The Residence Halls Association Congress voted on and approved two bills Monday evening that will clarify aspects of the organization’s budget and procedures regarding it.
Unanimously approved by all representatives present at the Congress, Bill 002 requires the organization to allocate $2,500 from its budget each semester to fund five $1,000 scholarships throughout the year, which will be distributed in a competition conducted by the judicial branch of RHA.
While the organization has offered and funded five scholarships through allocations from its budget for the past several years, the bylaws contained no requirements stipulating the value of the scholarships or how they were to be funded. By writing such requirements into the bylaws, RHA has, in effect, mandated that it continue its traditional practices in regards to offering scholarships.

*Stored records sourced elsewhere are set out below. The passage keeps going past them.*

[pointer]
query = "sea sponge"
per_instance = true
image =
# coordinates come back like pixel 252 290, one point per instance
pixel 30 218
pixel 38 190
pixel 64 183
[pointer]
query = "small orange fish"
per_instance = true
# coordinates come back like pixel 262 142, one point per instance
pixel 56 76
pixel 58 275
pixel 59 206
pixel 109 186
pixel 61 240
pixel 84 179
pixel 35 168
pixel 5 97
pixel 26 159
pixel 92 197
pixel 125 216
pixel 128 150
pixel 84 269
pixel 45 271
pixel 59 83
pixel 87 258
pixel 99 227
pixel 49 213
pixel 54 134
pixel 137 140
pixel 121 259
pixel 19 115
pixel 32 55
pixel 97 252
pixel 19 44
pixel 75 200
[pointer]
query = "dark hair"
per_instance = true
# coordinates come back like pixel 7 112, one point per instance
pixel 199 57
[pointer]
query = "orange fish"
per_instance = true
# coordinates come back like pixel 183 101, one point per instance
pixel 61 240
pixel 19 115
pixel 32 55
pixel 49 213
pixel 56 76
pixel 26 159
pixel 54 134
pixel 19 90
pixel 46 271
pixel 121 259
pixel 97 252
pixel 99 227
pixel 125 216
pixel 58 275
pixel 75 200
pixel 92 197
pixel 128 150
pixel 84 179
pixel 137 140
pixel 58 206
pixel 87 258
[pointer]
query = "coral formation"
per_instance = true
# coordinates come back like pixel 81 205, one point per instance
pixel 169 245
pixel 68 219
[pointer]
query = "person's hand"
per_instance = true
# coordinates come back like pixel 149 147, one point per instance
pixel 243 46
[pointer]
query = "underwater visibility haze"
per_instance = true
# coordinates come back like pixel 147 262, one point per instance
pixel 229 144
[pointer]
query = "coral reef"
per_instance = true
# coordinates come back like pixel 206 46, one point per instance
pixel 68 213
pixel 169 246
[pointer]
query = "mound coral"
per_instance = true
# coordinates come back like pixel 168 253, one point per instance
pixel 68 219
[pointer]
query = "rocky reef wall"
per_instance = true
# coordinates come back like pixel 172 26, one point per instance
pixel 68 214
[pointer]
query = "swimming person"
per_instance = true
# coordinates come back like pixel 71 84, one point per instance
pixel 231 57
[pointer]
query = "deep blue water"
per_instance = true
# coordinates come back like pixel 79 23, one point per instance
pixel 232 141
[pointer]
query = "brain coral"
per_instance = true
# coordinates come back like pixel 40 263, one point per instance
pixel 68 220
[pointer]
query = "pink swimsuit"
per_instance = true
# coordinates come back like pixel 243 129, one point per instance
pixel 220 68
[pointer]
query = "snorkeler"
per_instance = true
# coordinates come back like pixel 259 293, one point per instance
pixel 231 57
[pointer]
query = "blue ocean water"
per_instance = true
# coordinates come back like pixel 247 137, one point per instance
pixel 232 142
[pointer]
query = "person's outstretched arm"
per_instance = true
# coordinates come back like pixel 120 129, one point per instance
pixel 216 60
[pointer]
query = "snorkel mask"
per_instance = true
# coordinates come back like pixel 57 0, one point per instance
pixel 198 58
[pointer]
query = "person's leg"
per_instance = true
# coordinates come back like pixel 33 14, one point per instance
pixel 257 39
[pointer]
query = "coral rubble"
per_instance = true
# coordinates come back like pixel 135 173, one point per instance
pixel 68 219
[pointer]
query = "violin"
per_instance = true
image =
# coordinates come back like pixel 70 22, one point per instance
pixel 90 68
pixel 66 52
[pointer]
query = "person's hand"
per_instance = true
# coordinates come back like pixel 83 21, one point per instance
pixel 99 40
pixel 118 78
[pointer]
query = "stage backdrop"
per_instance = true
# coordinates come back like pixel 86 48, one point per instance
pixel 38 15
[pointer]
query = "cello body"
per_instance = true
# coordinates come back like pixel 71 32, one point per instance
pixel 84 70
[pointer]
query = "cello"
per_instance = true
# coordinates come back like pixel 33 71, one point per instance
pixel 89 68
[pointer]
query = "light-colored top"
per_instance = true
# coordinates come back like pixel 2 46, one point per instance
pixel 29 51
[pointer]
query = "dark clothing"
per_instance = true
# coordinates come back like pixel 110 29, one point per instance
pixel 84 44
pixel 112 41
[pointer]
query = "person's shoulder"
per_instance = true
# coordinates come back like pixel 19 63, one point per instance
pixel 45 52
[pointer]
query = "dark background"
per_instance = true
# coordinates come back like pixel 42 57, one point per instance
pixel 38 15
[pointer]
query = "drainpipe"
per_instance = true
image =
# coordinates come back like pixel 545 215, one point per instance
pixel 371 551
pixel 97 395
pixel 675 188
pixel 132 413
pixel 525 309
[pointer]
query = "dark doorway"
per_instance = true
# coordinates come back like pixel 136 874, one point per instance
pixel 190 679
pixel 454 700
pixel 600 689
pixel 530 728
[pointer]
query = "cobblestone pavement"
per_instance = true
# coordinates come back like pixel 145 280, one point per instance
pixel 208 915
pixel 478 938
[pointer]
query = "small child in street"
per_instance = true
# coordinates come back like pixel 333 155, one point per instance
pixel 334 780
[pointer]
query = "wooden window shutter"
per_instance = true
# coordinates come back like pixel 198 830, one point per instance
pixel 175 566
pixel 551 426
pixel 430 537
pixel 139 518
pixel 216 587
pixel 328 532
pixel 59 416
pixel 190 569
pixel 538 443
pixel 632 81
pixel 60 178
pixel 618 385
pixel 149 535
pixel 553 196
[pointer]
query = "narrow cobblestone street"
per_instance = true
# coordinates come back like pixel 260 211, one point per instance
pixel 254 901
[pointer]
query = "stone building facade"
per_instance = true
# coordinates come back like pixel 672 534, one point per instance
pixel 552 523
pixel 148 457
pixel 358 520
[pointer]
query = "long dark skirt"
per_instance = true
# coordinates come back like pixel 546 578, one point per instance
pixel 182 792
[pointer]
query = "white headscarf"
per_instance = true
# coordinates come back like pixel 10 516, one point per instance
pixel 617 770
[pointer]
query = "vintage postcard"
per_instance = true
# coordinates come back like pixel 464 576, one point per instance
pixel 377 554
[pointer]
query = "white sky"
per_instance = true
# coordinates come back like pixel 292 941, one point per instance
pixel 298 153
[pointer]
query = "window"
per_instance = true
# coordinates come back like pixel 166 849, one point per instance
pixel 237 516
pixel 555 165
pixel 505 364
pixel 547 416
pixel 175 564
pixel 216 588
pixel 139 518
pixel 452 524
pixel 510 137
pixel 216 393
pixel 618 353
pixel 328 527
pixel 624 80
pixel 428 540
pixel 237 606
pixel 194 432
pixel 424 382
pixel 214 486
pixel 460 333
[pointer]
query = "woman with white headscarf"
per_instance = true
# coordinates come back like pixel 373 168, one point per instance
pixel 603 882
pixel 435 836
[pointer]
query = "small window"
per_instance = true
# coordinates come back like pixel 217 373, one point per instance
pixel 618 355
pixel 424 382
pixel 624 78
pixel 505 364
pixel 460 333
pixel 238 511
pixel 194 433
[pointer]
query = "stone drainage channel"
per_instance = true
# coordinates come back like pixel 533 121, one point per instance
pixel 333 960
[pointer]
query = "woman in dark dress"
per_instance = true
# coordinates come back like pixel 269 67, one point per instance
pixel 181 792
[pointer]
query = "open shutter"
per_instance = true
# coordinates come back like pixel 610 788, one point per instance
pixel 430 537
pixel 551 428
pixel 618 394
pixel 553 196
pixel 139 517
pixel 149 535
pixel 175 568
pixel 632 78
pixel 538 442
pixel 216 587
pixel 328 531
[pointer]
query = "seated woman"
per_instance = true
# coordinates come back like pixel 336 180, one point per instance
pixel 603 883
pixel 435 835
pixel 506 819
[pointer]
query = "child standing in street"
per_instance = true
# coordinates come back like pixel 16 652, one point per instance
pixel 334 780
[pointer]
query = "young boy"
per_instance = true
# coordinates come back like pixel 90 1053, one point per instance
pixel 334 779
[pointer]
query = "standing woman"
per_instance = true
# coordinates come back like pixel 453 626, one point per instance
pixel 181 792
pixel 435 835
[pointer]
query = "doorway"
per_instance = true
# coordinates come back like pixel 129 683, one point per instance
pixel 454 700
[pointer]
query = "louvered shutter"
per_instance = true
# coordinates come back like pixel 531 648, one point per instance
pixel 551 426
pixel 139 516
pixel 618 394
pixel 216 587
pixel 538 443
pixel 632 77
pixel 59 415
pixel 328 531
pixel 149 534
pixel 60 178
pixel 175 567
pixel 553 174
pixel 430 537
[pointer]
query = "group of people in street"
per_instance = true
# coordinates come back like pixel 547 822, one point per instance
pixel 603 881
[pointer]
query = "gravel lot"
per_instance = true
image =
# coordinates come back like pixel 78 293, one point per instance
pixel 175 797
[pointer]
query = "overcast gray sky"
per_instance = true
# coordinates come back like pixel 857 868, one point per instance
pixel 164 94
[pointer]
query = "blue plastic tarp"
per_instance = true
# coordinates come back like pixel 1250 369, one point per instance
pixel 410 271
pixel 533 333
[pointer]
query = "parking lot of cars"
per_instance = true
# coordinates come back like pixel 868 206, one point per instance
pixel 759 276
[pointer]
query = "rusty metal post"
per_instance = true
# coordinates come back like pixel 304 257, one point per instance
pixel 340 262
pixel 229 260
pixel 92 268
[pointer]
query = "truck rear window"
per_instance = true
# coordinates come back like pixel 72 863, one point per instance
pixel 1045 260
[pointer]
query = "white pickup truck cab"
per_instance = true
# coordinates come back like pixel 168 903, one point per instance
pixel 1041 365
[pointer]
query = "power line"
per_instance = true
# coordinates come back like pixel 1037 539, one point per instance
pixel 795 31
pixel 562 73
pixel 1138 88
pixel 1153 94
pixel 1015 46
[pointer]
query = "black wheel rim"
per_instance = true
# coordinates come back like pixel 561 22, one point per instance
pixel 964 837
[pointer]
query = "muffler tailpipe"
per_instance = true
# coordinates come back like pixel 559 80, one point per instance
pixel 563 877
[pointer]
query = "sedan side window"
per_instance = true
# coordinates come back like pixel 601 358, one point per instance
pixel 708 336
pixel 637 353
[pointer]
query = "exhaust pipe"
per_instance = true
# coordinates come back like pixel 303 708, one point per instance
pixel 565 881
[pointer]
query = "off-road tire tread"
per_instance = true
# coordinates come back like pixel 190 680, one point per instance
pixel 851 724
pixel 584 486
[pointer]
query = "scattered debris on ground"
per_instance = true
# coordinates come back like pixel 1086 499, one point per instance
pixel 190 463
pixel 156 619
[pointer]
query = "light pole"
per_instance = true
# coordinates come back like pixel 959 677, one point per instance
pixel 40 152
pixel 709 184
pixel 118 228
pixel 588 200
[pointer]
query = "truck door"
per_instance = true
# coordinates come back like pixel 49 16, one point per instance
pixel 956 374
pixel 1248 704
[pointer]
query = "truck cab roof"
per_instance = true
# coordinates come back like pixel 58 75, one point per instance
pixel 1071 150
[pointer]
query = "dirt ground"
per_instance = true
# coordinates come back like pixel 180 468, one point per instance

“This bill will give the scholarships strong backing and make sure they are offered as a regular thing,” bill co-author Anurag Chandran said to the Congress. “It also makes our budget more clear and professional.”
Also unanimously approved was Bill 003, which will require that the funds generated from the fines assessed to halls whose representatives are absent from RHA meetings be placed into the organization’s Legislative Distribution fund. In this fund, residents and organizations can request money for events and other projects that will benefit residents.
Previously, these monies were allocated to the scholarship fund, where they sometimes went unused and were ultimately rolled over into the next year’s budget, since the organization had been, in practice, funding scholarships directly from its own budget as opposed to using funds generated from fines.
The intention of this bill is to simplify the organization’s budget procedures and allow residents to have access to the money generated by fines through funding requests. Under the current budget, students did not have access to these funds, which usually end up being rolled over to the next semester. Because of this, they could not be used to benefit the students from whose hall fees the fines were paid because most of them would no longer be living in the residence halls.